I was heartbroken.
I had spent three months bouncing around from state to state. I had gone from California to North Carolina to Missouri to New York, back to North Carolina, and then California again. In the throes of desperation, I was searching for some solace and insight beyond the internal chaos and chatter. How could someone so dear to me, someone I had shared such deep intimacy with, walk away so abruptly? How did my beloved, who had brought Colorado to California and introduced me to its many charms, turn her back on a love that I had nurtured so patiently and tenderly?
Therefore, it seemed so counter-intuitive to answer the call to pack up my essentials and to drive all the way to Colorado. It did not make any rational sense. But, the mountains had spoken, whispering forcefully and summoning me to the birthplace of my departed lover. Was I still looking for messages on how to mend what was broken? Was it a last ditch attempt to hold on to what had fluttered away? I really did not know. Like so much of my life's movement, nothing my mind offered could provide a reasonable explanation. Something deeper had said, "Yes!"..."Now!"
So, I said farewell to my friends, jumped into Black Beauty, my 1987 BMW convertible, and headed out East, like a modern day pioneer intent on searching for his most valuable possession...his missing heart. Some were concerned that my trusted old mare would not survive the trek. Black Beauty and I had always had a deeper understanding, and I was confident that despite our possible trials on the road, she would pull through.
Over the next three days, traveling through Nevada, Arizona, and Utah, I was resuscitated from my lingering despair by the sight of spectacular natural wonders. The vast open roads reminded me of my own internal spaciousness. The mountains and rock formations helped me to remember my innate strength and wisdom. The clear skies encouraged me to tap into the clarity within. Throughout this solitary journey, life in its myriad forms kept me company, my aloneness rarely giving in to the tug of loneliness. Full of gratitude and curiosity, I looked forward to whatever awaited me in the Rockies.
Two long time friends welcomed me to Colorado - a couple from San Diego who had recently decided to make their home in Fort Collins.
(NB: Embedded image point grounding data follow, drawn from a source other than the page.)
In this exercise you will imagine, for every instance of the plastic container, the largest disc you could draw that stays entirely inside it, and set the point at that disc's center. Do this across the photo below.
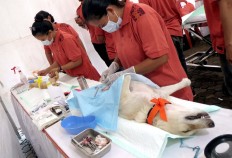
(74, 124)
(76, 141)
(82, 82)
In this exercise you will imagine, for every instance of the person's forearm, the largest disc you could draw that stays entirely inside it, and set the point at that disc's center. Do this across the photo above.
(72, 64)
(117, 60)
(225, 7)
(149, 65)
(54, 65)
(49, 57)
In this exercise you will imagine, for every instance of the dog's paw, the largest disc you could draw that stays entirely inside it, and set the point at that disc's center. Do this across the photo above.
(186, 81)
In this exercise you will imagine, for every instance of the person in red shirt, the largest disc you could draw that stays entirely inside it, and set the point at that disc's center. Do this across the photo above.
(169, 11)
(68, 53)
(110, 46)
(218, 14)
(43, 15)
(142, 42)
(97, 40)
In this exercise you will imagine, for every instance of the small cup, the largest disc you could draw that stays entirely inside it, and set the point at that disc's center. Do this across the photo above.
(82, 82)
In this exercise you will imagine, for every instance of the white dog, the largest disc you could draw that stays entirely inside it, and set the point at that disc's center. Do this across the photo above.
(135, 105)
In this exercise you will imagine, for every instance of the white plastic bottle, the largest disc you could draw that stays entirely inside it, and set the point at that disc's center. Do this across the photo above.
(22, 77)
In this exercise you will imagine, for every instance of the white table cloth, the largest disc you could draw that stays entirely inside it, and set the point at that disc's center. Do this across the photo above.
(54, 142)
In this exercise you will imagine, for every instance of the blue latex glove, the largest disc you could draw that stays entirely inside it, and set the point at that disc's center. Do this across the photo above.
(111, 78)
(112, 69)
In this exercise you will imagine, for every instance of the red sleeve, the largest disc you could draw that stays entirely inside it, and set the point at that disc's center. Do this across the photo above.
(99, 32)
(72, 49)
(72, 31)
(151, 35)
(47, 49)
(144, 1)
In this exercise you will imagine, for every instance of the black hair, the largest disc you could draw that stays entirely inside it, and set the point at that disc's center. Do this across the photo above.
(95, 9)
(41, 28)
(41, 15)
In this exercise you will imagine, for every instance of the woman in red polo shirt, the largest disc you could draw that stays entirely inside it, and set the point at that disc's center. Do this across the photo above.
(43, 15)
(68, 53)
(97, 40)
(143, 43)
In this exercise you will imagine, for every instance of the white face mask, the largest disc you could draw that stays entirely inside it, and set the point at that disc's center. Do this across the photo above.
(47, 42)
(112, 26)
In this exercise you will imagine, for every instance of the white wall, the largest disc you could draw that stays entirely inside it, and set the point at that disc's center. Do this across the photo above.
(19, 48)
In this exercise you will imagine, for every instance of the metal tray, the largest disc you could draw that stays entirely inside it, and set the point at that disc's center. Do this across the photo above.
(76, 141)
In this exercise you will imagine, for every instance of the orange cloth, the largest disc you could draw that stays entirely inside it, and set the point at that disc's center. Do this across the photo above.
(169, 11)
(143, 35)
(67, 48)
(158, 107)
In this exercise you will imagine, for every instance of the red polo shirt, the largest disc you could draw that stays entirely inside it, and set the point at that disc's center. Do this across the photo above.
(91, 28)
(170, 14)
(67, 48)
(143, 35)
(215, 25)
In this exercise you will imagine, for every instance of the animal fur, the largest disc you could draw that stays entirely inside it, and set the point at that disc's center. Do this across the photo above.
(135, 105)
(43, 85)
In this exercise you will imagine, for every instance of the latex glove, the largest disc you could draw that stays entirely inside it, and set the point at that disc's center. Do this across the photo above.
(52, 73)
(43, 72)
(111, 78)
(114, 66)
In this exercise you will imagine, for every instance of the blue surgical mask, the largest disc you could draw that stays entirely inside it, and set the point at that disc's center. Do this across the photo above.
(112, 26)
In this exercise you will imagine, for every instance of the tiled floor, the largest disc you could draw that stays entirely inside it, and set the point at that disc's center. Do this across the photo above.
(207, 83)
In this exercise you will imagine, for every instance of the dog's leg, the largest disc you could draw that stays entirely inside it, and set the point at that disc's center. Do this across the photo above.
(141, 116)
(126, 86)
(168, 90)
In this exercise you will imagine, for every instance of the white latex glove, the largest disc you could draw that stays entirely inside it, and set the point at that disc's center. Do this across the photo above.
(114, 66)
(111, 78)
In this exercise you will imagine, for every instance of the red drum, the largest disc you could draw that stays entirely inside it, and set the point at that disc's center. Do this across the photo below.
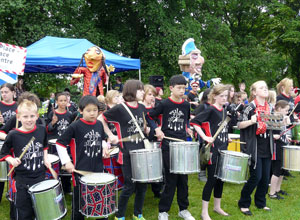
(54, 160)
(98, 195)
(112, 166)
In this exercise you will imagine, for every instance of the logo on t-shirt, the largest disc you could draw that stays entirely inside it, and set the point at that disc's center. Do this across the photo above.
(92, 143)
(175, 122)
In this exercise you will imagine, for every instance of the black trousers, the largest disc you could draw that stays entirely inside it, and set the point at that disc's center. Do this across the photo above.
(259, 179)
(128, 189)
(212, 184)
(173, 181)
(23, 204)
(76, 214)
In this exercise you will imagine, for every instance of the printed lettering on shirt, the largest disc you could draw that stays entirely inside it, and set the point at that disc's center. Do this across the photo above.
(92, 143)
(34, 156)
(175, 122)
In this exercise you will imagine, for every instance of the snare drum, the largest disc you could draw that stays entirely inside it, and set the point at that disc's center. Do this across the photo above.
(232, 166)
(296, 132)
(113, 167)
(52, 146)
(291, 155)
(234, 146)
(146, 165)
(98, 195)
(48, 200)
(3, 167)
(184, 157)
(54, 160)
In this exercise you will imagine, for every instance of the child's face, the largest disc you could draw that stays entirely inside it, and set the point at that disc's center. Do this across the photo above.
(140, 94)
(149, 97)
(221, 99)
(7, 94)
(62, 101)
(283, 111)
(28, 118)
(90, 112)
(178, 90)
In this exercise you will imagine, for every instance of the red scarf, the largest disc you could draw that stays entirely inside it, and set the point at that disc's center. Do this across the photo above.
(261, 127)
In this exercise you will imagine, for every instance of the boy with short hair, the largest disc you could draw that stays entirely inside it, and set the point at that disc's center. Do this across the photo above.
(85, 138)
(175, 117)
(30, 169)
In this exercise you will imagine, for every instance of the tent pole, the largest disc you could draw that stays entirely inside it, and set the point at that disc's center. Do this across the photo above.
(140, 76)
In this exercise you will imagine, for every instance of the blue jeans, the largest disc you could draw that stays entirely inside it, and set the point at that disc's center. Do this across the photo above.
(259, 179)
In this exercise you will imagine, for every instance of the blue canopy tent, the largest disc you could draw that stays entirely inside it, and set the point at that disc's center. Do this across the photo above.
(63, 55)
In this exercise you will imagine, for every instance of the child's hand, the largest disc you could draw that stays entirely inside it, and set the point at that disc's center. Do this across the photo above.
(54, 119)
(159, 134)
(276, 136)
(69, 167)
(13, 161)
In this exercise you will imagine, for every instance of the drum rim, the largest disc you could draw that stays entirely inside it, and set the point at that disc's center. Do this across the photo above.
(98, 183)
(31, 191)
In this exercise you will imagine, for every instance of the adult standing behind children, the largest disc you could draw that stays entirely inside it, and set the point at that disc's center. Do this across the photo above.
(175, 117)
(30, 169)
(132, 93)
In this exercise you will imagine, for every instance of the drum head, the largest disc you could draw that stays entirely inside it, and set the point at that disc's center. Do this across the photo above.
(53, 158)
(234, 153)
(97, 178)
(44, 185)
(52, 141)
(234, 136)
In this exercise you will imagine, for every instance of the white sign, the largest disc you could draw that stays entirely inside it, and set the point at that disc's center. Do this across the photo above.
(12, 58)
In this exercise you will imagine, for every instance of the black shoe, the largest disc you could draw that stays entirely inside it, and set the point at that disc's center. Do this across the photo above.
(275, 196)
(248, 212)
(282, 193)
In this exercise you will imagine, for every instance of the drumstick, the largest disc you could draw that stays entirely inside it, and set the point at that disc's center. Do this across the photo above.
(22, 154)
(54, 174)
(293, 109)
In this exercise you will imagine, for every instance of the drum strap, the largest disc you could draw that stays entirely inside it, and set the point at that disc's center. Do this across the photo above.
(146, 141)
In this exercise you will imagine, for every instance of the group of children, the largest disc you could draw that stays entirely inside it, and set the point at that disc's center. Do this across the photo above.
(88, 137)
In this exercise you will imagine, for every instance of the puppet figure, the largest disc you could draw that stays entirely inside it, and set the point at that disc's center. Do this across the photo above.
(191, 63)
(95, 75)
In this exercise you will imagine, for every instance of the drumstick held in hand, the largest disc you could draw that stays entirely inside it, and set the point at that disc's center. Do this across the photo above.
(22, 154)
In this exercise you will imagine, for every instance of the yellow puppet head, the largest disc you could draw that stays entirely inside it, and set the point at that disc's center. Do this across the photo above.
(94, 58)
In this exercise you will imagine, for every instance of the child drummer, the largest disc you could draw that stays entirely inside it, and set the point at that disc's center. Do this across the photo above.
(85, 138)
(30, 169)
(210, 120)
(175, 116)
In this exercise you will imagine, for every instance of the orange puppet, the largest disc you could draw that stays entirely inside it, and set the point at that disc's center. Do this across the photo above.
(95, 75)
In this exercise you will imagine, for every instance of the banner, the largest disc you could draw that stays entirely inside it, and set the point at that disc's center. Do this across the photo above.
(12, 58)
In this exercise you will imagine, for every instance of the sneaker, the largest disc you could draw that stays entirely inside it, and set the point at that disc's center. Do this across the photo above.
(275, 196)
(139, 217)
(163, 216)
(186, 215)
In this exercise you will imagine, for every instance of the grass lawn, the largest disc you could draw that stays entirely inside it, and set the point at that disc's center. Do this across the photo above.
(287, 209)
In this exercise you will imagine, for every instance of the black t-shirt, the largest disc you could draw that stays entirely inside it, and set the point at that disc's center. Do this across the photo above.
(126, 127)
(32, 163)
(174, 116)
(210, 120)
(8, 110)
(63, 122)
(85, 141)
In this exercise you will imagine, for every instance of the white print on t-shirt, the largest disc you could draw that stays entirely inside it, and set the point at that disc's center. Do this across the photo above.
(62, 125)
(175, 122)
(222, 135)
(132, 129)
(8, 114)
(34, 156)
(92, 143)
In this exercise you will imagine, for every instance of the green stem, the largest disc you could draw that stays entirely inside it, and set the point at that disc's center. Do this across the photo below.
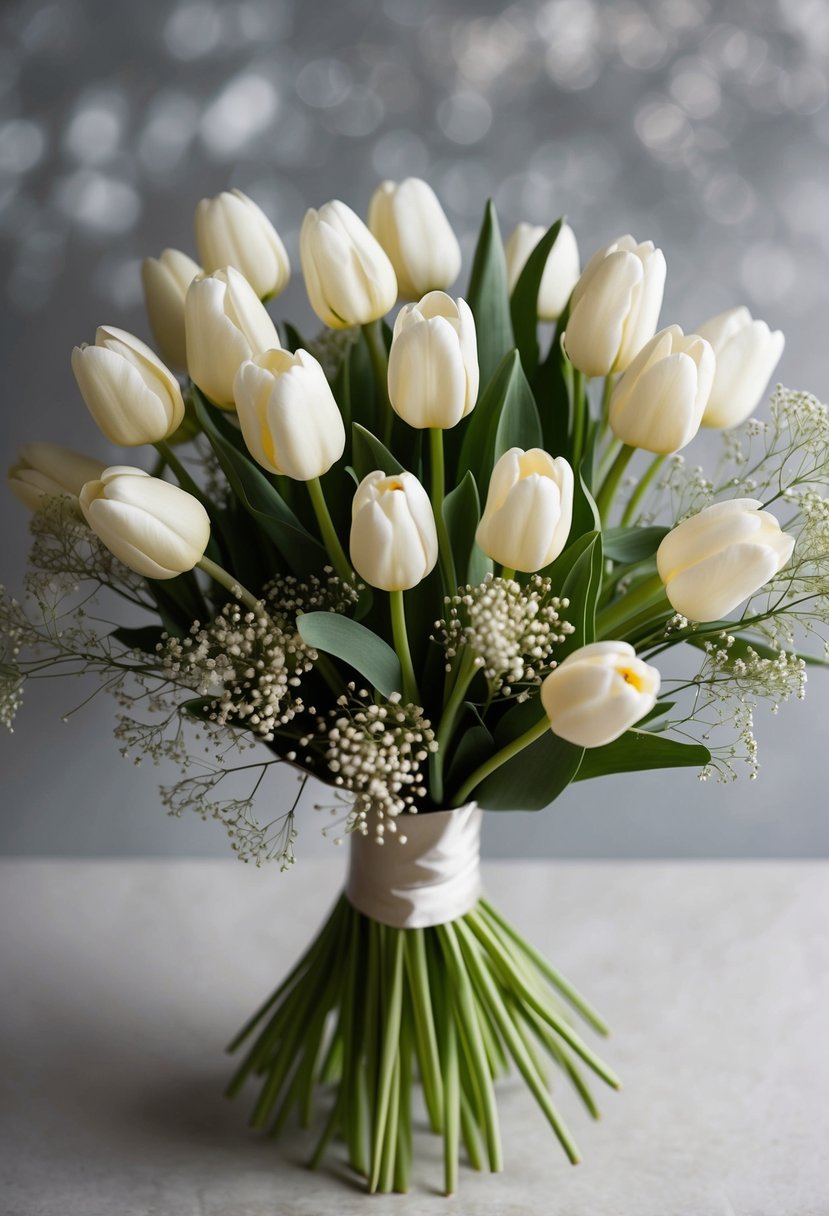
(226, 580)
(500, 758)
(580, 414)
(464, 675)
(379, 362)
(184, 478)
(613, 618)
(642, 487)
(436, 488)
(330, 536)
(605, 495)
(401, 646)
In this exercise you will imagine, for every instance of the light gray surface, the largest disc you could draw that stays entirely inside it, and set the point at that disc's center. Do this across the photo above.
(703, 125)
(123, 980)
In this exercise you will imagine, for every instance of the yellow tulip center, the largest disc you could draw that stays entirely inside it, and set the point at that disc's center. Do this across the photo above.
(631, 677)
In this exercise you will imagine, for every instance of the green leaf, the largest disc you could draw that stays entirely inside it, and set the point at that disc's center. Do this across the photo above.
(505, 417)
(524, 303)
(637, 750)
(489, 298)
(357, 646)
(145, 637)
(630, 545)
(368, 454)
(263, 501)
(462, 514)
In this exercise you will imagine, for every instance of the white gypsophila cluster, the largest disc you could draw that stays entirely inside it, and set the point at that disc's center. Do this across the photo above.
(727, 691)
(331, 348)
(509, 629)
(377, 753)
(251, 664)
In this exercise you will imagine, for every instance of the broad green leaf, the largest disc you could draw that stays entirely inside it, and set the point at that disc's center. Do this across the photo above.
(630, 545)
(636, 750)
(524, 303)
(368, 454)
(263, 501)
(357, 646)
(462, 513)
(145, 637)
(518, 423)
(489, 298)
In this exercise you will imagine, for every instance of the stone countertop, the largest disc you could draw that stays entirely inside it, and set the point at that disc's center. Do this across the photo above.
(122, 981)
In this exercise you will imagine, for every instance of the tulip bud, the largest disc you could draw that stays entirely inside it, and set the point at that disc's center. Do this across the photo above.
(165, 281)
(658, 403)
(45, 471)
(615, 307)
(529, 510)
(129, 392)
(748, 352)
(231, 230)
(289, 418)
(394, 541)
(433, 362)
(560, 272)
(715, 559)
(348, 276)
(598, 692)
(156, 528)
(412, 228)
(225, 324)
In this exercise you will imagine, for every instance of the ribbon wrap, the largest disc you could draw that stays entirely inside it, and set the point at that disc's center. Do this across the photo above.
(430, 879)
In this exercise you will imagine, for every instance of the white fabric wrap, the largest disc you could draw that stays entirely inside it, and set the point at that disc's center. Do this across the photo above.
(434, 877)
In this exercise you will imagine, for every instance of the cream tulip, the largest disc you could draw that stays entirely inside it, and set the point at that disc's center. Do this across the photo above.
(231, 230)
(560, 272)
(598, 692)
(45, 471)
(225, 324)
(748, 352)
(156, 528)
(411, 225)
(288, 416)
(433, 362)
(658, 403)
(129, 392)
(615, 305)
(348, 275)
(394, 541)
(715, 559)
(165, 281)
(529, 510)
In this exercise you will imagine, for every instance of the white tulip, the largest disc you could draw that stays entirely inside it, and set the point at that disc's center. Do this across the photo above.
(44, 471)
(156, 528)
(715, 559)
(394, 541)
(129, 392)
(658, 403)
(226, 324)
(598, 692)
(560, 272)
(411, 225)
(231, 230)
(288, 416)
(348, 275)
(433, 362)
(615, 307)
(529, 510)
(165, 281)
(748, 352)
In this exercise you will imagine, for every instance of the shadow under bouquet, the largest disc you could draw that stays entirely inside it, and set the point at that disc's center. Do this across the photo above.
(411, 562)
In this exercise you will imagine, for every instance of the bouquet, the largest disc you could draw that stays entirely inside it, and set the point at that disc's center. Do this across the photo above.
(410, 561)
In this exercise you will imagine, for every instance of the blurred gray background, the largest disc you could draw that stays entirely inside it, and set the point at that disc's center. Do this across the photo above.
(700, 125)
The tender love that flowed between them had inspired me to write and to read a poem at their wedding. They were excited at the prospect of having someone they considered as a brother sharing their space, and being present in their lives. Over the next few months, a small room in their basement became the perfect space to detox, contemplate, and re-discover my silence. I had my own little hideaway where, on my own time, I could continue to welcome, accept, and process the flurry of thoughts and emotions that still stemmed from separating with my loved one.
There is no better way to get over the loss of love than to be surrounded by more love in a new setting. The old memories persist, but familiar sights and sounds are not there to reinforce them. Some breathing room slowly opens up. One begins to see and to feel the silence and space that resides in between the stagnant thoughts about the past, and the fearful projections into the future. Simultaneously, the internal landscape becomes populated with fresh experiences.
My newfound family helped me to emerge from my self-enforced shell. We went out bowling and found ourselves laughing at the sudden revelation of our competitive edges. We visited Estes Park and climbed to its highest peak, followed by a drive to the Stanley Hotel to marvel at the iconic setting for the film The Shining. We went on a skiing trip to Copper Mountain, where I enjoyed the rituals available to a non-skier...drinking hot chocolate and watching folks tumble down the slopes. I was coaxed out of my four-wheeled comfort zone to go on a bicycle tour of local breweries, including Odell and New Belgium. We also shared bellyaching, side-hurting laughter watching Netflix comedy specials. All these moments served as therapeutic experiences, while strengthening an already deep bond. Any artificial barriers that might have stood in the way of intimacy and vulnerability dissolved into the soft arms of innocent love and friendship.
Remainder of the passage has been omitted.